Chung had been a guest on Kinda Funny shows, and Miller was impressed with her willingness to give as good as she took. He fully admits that part of his online persona is a lot like a wrestling heel—an agent of chaos who is there to cause mischief with the person next to him. Chung rolled with the verbal punches and responded with some of her own. Miller loved it, calling her a “natural babyface”—a wrestling good guy and the perfect foil for his silliness.
And that explains how Stella Chung wound up the host of the DICE Awards at her first DICE Awards. Hearing her talk about it, you can sense the excitement and gratitude in her voice.
“Obviously I felt a lot of imposter syndrome the first time, but after going through the jokes, the monologue, I was like, ‘Oh, this is awesome.
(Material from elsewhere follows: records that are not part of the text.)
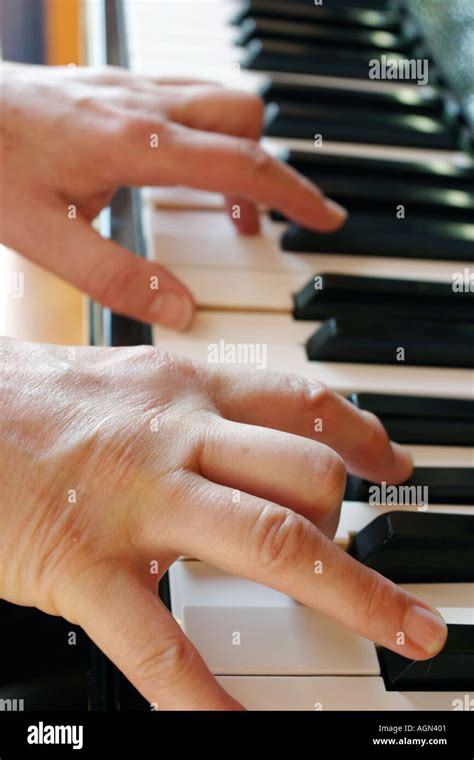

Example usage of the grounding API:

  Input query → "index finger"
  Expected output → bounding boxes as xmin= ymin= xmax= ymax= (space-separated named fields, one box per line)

xmin=116 ymin=119 xmax=347 ymax=232
xmin=211 ymin=370 xmax=413 ymax=483
xmin=178 ymin=485 xmax=447 ymax=660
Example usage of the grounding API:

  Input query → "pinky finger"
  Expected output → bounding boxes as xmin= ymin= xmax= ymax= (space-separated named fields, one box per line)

xmin=68 ymin=568 xmax=242 ymax=710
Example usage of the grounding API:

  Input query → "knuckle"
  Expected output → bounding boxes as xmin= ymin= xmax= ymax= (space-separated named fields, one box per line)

xmin=363 ymin=411 xmax=389 ymax=451
xmin=358 ymin=571 xmax=387 ymax=628
xmin=308 ymin=452 xmax=346 ymax=512
xmin=324 ymin=448 xmax=346 ymax=505
xmin=133 ymin=636 xmax=193 ymax=688
xmin=116 ymin=109 xmax=166 ymax=145
xmin=244 ymin=93 xmax=265 ymax=138
xmin=297 ymin=378 xmax=334 ymax=414
xmin=242 ymin=140 xmax=273 ymax=182
xmin=250 ymin=505 xmax=309 ymax=571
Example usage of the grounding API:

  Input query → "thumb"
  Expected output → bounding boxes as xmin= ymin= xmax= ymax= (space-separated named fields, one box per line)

xmin=30 ymin=208 xmax=195 ymax=330
xmin=62 ymin=566 xmax=242 ymax=710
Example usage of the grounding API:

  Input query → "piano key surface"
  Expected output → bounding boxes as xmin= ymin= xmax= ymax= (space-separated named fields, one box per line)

xmin=119 ymin=0 xmax=474 ymax=710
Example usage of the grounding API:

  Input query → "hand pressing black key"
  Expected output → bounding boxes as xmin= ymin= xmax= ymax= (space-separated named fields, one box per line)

xmin=378 ymin=620 xmax=474 ymax=692
xmin=349 ymin=393 xmax=474 ymax=446
xmin=349 ymin=507 xmax=474 ymax=583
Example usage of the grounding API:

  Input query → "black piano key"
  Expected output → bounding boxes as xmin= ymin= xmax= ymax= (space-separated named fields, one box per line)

xmin=281 ymin=214 xmax=474 ymax=261
xmin=0 ymin=600 xmax=98 ymax=710
xmin=265 ymin=103 xmax=463 ymax=150
xmin=236 ymin=17 xmax=411 ymax=53
xmin=377 ymin=620 xmax=474 ymax=692
xmin=344 ymin=466 xmax=474 ymax=508
xmin=349 ymin=393 xmax=474 ymax=446
xmin=259 ymin=79 xmax=450 ymax=115
xmin=306 ymin=315 xmax=474 ymax=371
xmin=242 ymin=38 xmax=436 ymax=84
xmin=349 ymin=511 xmax=474 ymax=583
xmin=232 ymin=0 xmax=405 ymax=34
xmin=380 ymin=416 xmax=474 ymax=446
xmin=281 ymin=150 xmax=474 ymax=190
xmin=293 ymin=273 xmax=474 ymax=323
xmin=241 ymin=0 xmax=395 ymax=13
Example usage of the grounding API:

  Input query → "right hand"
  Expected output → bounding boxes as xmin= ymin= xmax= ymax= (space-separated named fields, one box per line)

xmin=0 ymin=63 xmax=346 ymax=329
xmin=0 ymin=340 xmax=446 ymax=709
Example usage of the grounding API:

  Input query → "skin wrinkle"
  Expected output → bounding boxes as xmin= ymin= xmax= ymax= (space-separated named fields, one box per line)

xmin=0 ymin=64 xmax=445 ymax=710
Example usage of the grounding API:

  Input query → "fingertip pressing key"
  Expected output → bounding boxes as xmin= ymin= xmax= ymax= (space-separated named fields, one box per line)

xmin=403 ymin=604 xmax=448 ymax=657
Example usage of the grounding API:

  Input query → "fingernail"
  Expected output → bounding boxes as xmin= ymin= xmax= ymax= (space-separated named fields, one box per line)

xmin=403 ymin=604 xmax=448 ymax=654
xmin=150 ymin=293 xmax=194 ymax=330
xmin=324 ymin=198 xmax=348 ymax=227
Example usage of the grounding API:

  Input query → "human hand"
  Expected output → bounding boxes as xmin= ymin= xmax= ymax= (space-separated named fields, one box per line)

xmin=0 ymin=340 xmax=446 ymax=709
xmin=0 ymin=63 xmax=345 ymax=329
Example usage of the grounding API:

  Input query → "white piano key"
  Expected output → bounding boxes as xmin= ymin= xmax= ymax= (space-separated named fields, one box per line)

xmin=217 ymin=676 xmax=472 ymax=711
xmin=169 ymin=564 xmax=474 ymax=625
xmin=143 ymin=206 xmax=466 ymax=311
xmin=438 ymin=599 xmax=474 ymax=625
xmin=401 ymin=583 xmax=474 ymax=608
xmin=183 ymin=602 xmax=380 ymax=675
xmin=153 ymin=308 xmax=473 ymax=398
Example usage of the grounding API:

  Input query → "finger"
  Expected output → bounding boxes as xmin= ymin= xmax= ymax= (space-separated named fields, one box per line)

xmin=63 ymin=567 xmax=241 ymax=710
xmin=21 ymin=204 xmax=194 ymax=330
xmin=199 ymin=417 xmax=346 ymax=538
xmin=211 ymin=370 xmax=413 ymax=483
xmin=137 ymin=82 xmax=264 ymax=235
xmin=176 ymin=476 xmax=447 ymax=660
xmin=113 ymin=119 xmax=346 ymax=232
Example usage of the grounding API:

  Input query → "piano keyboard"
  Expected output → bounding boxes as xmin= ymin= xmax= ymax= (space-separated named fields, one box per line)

xmin=81 ymin=0 xmax=474 ymax=710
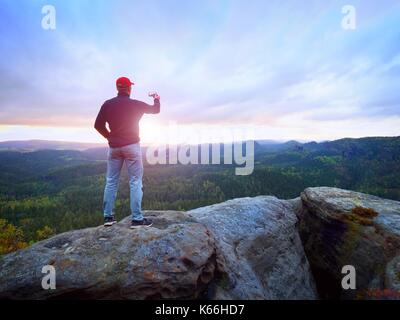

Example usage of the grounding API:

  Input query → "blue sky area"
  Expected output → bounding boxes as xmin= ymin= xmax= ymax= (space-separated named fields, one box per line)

xmin=0 ymin=0 xmax=400 ymax=142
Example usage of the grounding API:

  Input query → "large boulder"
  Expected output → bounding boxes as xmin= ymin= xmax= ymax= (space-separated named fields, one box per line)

xmin=298 ymin=187 xmax=400 ymax=299
xmin=0 ymin=211 xmax=215 ymax=299
xmin=189 ymin=196 xmax=317 ymax=299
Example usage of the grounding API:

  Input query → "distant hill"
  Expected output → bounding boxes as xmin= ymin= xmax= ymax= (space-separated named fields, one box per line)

xmin=0 ymin=140 xmax=106 ymax=151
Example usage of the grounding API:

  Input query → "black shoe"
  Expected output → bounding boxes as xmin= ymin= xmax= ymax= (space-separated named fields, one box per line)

xmin=131 ymin=218 xmax=153 ymax=229
xmin=104 ymin=216 xmax=117 ymax=227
This is very much not what I expected it to be.' I figured it was going to be a very straightforward show, but it definitely wasn’t.”
A big part of what put her at ease and countered the imposter syndrome was the simple act of attending the conference and interacting with its attendees.
“So last year, since it was my first DICE, I was like, ‘Hey, I would love to go and attend the actual panels and see what that’s like.’ And it was really nice being able to bond with some of the people because it’s not like those conventions where it’s like a meet and greet with developers or whatever.
“It was very chill, everyone was very nice, and it was a safe space for developers,” Chung said. “And I think that was the biggest thing that I felt from DICE. Everyone felt respected, and it was just one of those weird moments where you’re like, ‘Oh, this is a very nice time.’
“Everyone respects each other. Everyone kind of knows each other. And if not, they’re getting to know each other. And it was really nice.”
Part of what makes the DICE Awards show different is that it’s way more permissive than its contemporaries. It absorbs the reality and context of the DICE Summit. It begins, technically, with a happy hour an hour before the show. The days of networking and wrestling with industry contretemps are nearly over. It’s time to celebrate and have fun. And Chung loves that she can just straight up say what might be on everyone’s mind.
“You could speak about what was happening in the games industry at the time,” she said. “You could make jokes about it. And like Greg said, you could curse, which is like the best thing ever.”
In fact, she likes it so much that she thinks that other award ceremonies should learn from it.
“And I, after having experienced it, I thought: Why isn’t this the standard? Not to speak ill about The Game Awards, but for the longest time, I thought, as a streamer and as a viewer, I was like, ‘Oh, the Game Awards are really cool. That’s how award shows should be.’ But then once I realized the format of DICE was so interesting because it actually focused on the people who make our games rather than the people who consume them, I was like, this gives you way more merit to speak on the games and vote for the games because you know how much technical effort goes into all of this stuff better than any of us could ever know.
“We just talk about video games and why we like them. So I was like, ‘This is awesome. This should be kind of a standard going forward.’”
Speaking with Miller and Chung, it’s obvious that they share enormous amounts of respect for each other and the industry that they’re soon serving.
You can hear Greg Miller and Stella Chung host and almost certainly occasionally swear during the DICE Awards, which are streaming live on IGN at 8 PM PST on Thursday, February 15, 2024.